# Teich eisfrei halten



## KawaAndy (29. Sep. 2013)

Hallo,

bin seid Mitte des Jahres Teichbesitzer (von unserem Sohn während unseres Urlaubs angelegt), neu hier im Forum und habe natürlich gleich mal eine Frage:

Wie kann ich meinen Teich eisfrei halten?
Habe von diesen Styropor-Eisfreihalter gelesen - sind die zu empfehlen?
Weiterhin habe ich das Teichbelüftungssystem Tetra APK 400 gesehen - ist dies zu empfehlen?

Der Teich ist ca. 3m x 2m. 2m x 2m sind ca. 20 cm tief, 1m x 1m ca. 80 cm tief.

Vielen Dank im Voraus für eure Antwort(en)
KawaAndy


----------



## koifischfan (29. Sep. 2013)

*AW: Teich eisfrei halten*

Halo,

ganz schön klein finde ich, jedenfalls für Fische.
1 x 1 x 0,8 = 800 l + 2 x 2 x 0,2 = 800 = 1600 l

Gerade die Fläche in der Tiefe ist wenig.
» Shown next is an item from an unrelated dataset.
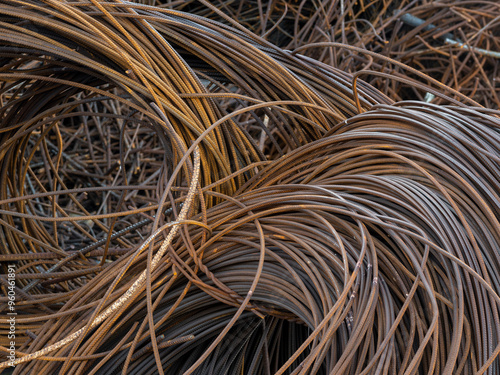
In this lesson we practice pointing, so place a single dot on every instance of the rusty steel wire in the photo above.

Wenn da mal nicht der Sauerstoff knapp wird.

Jedenfalls reicht ein Belüfter mit einem Ausströmer in ca 20cm Tiefe fast überall.
Der Tetra Pond APK 400 ist völlig übertrieben. Gehe zu den Aquarien, die Pumpe für einen 10er und einen runden Ausströmerball.


----------



## KawaAndy (29. Sep. 2013)

*AW: Teich eisfrei halten*

Sowas zum Beispiel:

http://www.rakuten.de/produkt/aquae...-pla-2012-02&gclid=CIqamsiY8bkCFcOV3godo1sAEw

Sind die Aquarienpumpen denn für den Außenbereich (Regen etc.)?

KawAndy


----------



## koifischfan (29. Sep. 2013)

*AW: Teich eisfrei halten*



> Sind die Aquarienpumpen denn für den Außenbereich (Regen etc.)?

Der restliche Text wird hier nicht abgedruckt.